M&G adds that the global property market is facing a “prolonged period of tightening lending conditions as banks and other lending institutions impose stricter financial controls” on who can lend what money. This would lead to a scenario that would “make it difficult to recover and increase capital values,” especially in those market segments “that have significant exposure to risky assets and overleveraged investors. Some are already faced with the need to turn to refinancing.”

Separately, the situation in the United States is noted, where one of the main problems is the “stable, disproportionately large-scale provision of loans to real estate owners and developers by medium-sized commercial banks,” which “exposes the entire banking sector to serious stress from the risks of mass bankruptcy” of both borrowers and the financial institutions themselves. institutions. According to M&G, almost 30% of all loans issued by regional US banks are to commercial real estate borrowers. This is much higher than the values ​​observed in the UK and EU (around 5%). At the same time, commercial real estate in the United States is in a particularly vulnerable position today.

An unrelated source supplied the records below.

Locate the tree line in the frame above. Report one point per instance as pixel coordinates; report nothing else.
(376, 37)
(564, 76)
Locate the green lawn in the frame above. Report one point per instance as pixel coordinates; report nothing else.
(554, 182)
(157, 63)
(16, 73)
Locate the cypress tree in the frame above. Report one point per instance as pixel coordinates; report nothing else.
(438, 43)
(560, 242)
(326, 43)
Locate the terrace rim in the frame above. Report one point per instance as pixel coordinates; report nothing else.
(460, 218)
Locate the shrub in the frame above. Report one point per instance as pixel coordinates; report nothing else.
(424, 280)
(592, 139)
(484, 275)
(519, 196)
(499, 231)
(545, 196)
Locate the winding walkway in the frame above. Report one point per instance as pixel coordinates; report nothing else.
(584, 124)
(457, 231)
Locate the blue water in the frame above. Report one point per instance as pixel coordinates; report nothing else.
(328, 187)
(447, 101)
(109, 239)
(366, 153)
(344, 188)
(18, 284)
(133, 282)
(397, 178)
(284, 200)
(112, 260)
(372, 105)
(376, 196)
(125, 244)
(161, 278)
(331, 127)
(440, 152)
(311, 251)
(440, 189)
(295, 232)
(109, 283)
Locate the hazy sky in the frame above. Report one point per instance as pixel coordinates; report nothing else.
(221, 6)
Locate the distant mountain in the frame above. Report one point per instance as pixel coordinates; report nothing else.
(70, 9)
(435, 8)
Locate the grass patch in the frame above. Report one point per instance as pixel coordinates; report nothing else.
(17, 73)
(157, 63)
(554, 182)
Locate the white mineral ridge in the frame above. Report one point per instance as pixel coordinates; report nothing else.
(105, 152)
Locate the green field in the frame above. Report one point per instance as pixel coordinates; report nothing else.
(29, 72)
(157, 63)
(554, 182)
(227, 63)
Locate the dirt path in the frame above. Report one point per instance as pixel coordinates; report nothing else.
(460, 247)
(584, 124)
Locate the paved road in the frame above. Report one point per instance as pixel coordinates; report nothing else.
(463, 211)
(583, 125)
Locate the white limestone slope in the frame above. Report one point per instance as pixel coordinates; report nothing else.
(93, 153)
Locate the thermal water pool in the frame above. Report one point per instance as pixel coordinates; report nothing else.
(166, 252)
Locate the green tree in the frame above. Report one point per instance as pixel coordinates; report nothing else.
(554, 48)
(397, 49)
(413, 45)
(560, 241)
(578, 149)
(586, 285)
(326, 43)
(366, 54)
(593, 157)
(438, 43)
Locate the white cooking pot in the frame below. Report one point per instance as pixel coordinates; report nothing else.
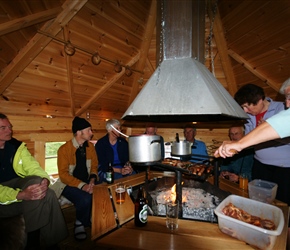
(144, 148)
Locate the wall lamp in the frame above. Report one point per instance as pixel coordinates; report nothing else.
(96, 59)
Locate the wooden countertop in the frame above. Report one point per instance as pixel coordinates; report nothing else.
(190, 234)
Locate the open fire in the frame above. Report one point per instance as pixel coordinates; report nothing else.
(198, 199)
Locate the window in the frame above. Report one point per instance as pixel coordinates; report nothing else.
(51, 157)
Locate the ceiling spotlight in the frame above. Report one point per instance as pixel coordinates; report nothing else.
(69, 49)
(118, 67)
(96, 59)
(128, 71)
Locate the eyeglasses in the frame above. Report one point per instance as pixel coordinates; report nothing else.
(6, 127)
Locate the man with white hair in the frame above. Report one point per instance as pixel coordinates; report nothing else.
(285, 90)
(113, 149)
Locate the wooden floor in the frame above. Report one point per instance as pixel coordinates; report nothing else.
(70, 243)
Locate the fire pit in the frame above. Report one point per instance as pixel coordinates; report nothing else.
(199, 199)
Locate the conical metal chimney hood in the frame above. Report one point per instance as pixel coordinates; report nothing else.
(182, 89)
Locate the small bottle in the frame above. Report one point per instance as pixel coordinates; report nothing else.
(110, 174)
(177, 137)
(141, 209)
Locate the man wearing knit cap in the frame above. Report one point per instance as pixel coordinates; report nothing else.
(77, 167)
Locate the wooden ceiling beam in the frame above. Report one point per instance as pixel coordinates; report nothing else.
(107, 86)
(38, 43)
(69, 73)
(253, 70)
(222, 46)
(29, 20)
(144, 50)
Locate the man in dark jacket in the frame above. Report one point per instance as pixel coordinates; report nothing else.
(115, 150)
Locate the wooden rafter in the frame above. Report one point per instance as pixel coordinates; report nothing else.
(149, 30)
(69, 73)
(107, 86)
(38, 43)
(29, 20)
(221, 44)
(253, 70)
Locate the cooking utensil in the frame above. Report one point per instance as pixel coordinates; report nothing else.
(119, 131)
(182, 148)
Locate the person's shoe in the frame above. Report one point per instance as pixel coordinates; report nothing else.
(80, 232)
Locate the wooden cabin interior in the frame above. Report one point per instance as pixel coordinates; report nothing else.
(90, 58)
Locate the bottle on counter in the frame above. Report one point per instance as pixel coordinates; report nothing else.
(141, 209)
(110, 174)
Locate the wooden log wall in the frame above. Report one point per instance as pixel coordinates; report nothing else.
(36, 131)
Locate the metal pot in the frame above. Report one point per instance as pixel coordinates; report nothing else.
(182, 148)
(144, 148)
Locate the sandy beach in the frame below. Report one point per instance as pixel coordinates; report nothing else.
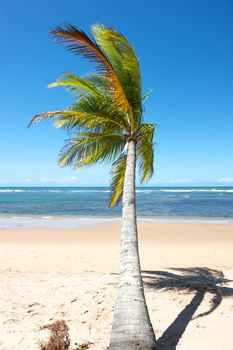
(71, 274)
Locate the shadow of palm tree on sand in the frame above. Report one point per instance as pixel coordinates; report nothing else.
(200, 280)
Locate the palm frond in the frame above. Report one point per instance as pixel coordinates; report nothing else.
(145, 151)
(48, 115)
(125, 63)
(79, 43)
(145, 97)
(75, 84)
(88, 148)
(117, 183)
(91, 110)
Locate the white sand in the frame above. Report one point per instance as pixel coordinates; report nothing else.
(47, 275)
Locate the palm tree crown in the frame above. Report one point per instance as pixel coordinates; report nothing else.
(107, 112)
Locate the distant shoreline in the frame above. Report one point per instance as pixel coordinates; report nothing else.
(15, 221)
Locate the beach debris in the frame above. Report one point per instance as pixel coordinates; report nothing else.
(59, 336)
(82, 346)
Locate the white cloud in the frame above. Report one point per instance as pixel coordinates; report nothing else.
(225, 180)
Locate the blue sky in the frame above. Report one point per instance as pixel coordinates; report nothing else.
(186, 55)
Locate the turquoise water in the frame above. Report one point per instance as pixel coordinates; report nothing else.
(22, 205)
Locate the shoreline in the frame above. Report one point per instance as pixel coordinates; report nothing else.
(69, 222)
(49, 274)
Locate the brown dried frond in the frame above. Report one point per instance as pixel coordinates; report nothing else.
(59, 337)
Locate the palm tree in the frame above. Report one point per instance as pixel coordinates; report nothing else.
(105, 125)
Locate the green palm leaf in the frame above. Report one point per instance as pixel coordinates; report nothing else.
(79, 43)
(117, 183)
(75, 84)
(125, 63)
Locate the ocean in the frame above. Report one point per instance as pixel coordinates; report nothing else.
(81, 206)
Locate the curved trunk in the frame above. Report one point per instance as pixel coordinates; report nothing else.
(131, 327)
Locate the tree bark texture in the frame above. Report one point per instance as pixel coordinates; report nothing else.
(131, 329)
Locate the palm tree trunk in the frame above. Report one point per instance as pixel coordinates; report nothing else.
(131, 327)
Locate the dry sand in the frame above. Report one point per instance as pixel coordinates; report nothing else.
(71, 274)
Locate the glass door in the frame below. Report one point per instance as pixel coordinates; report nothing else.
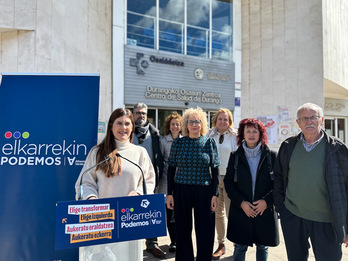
(336, 127)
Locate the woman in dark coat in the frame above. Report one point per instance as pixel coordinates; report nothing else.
(249, 185)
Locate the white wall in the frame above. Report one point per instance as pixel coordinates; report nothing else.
(59, 36)
(335, 44)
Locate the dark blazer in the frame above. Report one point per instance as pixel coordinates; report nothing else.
(242, 229)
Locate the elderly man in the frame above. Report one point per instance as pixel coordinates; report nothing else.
(310, 189)
(147, 136)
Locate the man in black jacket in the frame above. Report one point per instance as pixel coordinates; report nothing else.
(310, 189)
(147, 136)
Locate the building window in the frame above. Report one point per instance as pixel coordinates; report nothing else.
(191, 27)
(141, 23)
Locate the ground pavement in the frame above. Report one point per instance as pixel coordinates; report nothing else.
(274, 253)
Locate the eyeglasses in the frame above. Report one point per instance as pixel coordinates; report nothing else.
(140, 113)
(193, 122)
(306, 119)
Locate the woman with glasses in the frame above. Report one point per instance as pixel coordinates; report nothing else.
(225, 138)
(249, 185)
(193, 186)
(172, 130)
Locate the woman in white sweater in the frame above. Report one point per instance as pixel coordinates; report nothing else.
(116, 178)
(225, 138)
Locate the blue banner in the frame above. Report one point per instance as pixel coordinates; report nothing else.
(48, 123)
(101, 221)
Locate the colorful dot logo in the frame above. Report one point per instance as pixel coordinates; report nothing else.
(127, 210)
(8, 135)
(17, 135)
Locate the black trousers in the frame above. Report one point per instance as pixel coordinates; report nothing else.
(298, 230)
(198, 199)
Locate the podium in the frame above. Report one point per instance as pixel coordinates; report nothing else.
(95, 225)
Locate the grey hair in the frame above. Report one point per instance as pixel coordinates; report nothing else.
(140, 105)
(311, 106)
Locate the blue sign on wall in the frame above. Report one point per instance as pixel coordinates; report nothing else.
(48, 123)
(94, 222)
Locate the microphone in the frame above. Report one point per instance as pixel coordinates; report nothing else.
(142, 173)
(107, 158)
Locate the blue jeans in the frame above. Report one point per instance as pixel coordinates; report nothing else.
(240, 250)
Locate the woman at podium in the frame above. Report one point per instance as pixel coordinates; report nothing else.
(114, 176)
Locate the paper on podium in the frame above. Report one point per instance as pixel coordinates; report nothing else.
(108, 220)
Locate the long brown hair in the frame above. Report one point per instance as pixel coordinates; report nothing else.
(108, 146)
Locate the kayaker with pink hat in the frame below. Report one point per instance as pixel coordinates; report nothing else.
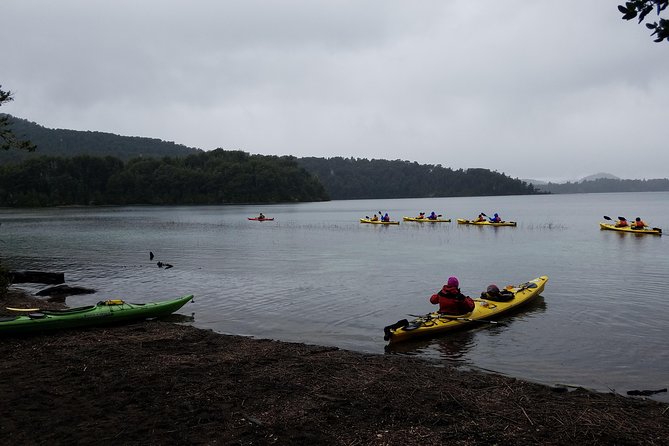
(451, 300)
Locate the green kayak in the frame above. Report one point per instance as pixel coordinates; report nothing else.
(103, 313)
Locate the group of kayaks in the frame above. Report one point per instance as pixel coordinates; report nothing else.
(33, 320)
(438, 219)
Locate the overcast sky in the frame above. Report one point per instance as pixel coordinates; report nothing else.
(545, 89)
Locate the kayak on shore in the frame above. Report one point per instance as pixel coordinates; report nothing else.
(378, 222)
(629, 229)
(427, 220)
(435, 323)
(105, 312)
(464, 221)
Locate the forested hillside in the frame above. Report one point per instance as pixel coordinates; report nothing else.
(349, 178)
(607, 185)
(60, 142)
(214, 177)
(102, 168)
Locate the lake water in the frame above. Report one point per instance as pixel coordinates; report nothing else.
(317, 275)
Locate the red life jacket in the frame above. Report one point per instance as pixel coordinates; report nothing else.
(452, 301)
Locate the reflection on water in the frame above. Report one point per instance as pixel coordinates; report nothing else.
(316, 275)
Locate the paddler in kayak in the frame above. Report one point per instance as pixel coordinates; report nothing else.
(638, 224)
(451, 300)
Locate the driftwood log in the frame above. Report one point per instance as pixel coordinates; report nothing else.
(37, 277)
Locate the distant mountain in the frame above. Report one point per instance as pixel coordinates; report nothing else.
(599, 176)
(606, 185)
(534, 182)
(69, 143)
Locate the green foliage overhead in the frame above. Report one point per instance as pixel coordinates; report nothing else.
(641, 8)
(8, 139)
(215, 177)
(349, 178)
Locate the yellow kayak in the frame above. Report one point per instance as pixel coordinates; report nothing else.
(378, 222)
(427, 220)
(646, 230)
(435, 323)
(464, 221)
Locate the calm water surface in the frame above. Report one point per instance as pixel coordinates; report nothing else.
(316, 275)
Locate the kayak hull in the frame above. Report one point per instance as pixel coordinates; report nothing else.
(427, 220)
(378, 222)
(433, 324)
(103, 313)
(611, 227)
(464, 221)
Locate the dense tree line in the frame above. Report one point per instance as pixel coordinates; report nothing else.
(8, 139)
(214, 177)
(355, 178)
(607, 185)
(61, 142)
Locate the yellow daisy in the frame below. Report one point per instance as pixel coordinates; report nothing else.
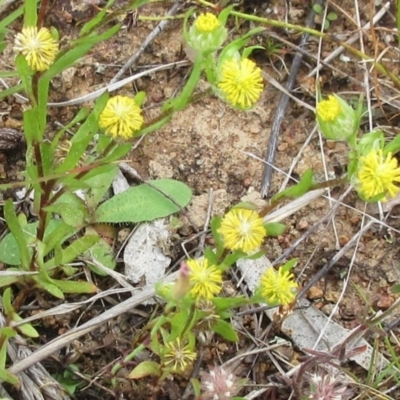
(206, 23)
(241, 82)
(377, 174)
(121, 117)
(329, 109)
(242, 230)
(177, 356)
(38, 47)
(278, 287)
(205, 280)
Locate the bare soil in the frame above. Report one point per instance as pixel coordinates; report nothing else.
(211, 146)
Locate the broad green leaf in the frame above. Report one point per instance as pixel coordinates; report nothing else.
(74, 250)
(143, 203)
(18, 234)
(8, 280)
(30, 13)
(145, 368)
(225, 329)
(7, 306)
(75, 287)
(26, 329)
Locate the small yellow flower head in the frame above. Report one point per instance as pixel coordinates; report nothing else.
(206, 34)
(121, 117)
(38, 47)
(278, 287)
(241, 82)
(206, 280)
(242, 230)
(177, 356)
(207, 23)
(336, 119)
(329, 109)
(376, 175)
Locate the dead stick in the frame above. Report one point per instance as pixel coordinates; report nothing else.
(280, 112)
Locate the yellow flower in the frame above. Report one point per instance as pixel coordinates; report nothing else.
(241, 82)
(278, 287)
(206, 280)
(206, 23)
(121, 117)
(38, 47)
(178, 356)
(242, 230)
(329, 109)
(376, 174)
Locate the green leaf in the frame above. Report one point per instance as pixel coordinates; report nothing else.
(226, 330)
(145, 368)
(8, 280)
(18, 233)
(7, 306)
(178, 323)
(143, 203)
(75, 287)
(275, 229)
(75, 249)
(219, 240)
(30, 13)
(31, 130)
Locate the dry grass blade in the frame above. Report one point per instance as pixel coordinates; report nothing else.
(87, 327)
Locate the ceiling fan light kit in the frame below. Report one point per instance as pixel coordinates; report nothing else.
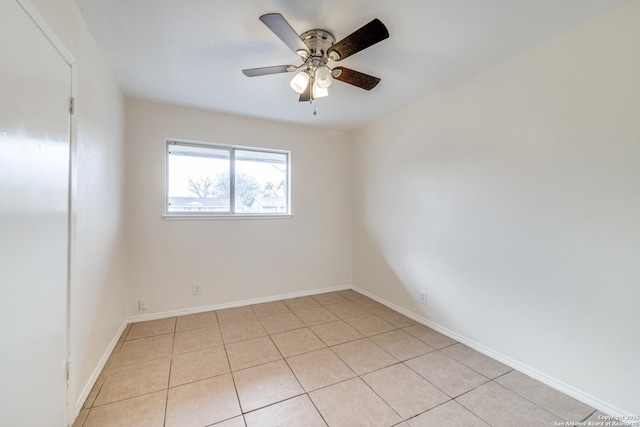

However, the study indicates that at the moment, real estate investors, especially those with debt, are still acting cautiously and taking into account the uncertainty in the market. A fairly small percentage of people prefer to deal with risky assets. Otherwise, they demand more compensation for more risk. According to M&G, this is reflected in the migration of investors “towards quality and sustainable assets that create guaranteed cash flows.” The vacancy of less stable assets, including offices and retail real estate, is growing.

M&G also points out that due to the lower availability of borrowed capital and greater risks of losses, the volume of investments in  “sub-prime” assets will be reduced, which will be reflected in a fall in their value. A circle is created where a risky asset will lose value due to its riskiness, which will discourage even more people from investing in it and lead to an even greater loss of value. The same situation applies, for example, to the compliance of objects with environmental standards – if the object does not receive attention from investors due to non-compliance with standards, the owners will have less motivation to invest money in renovation.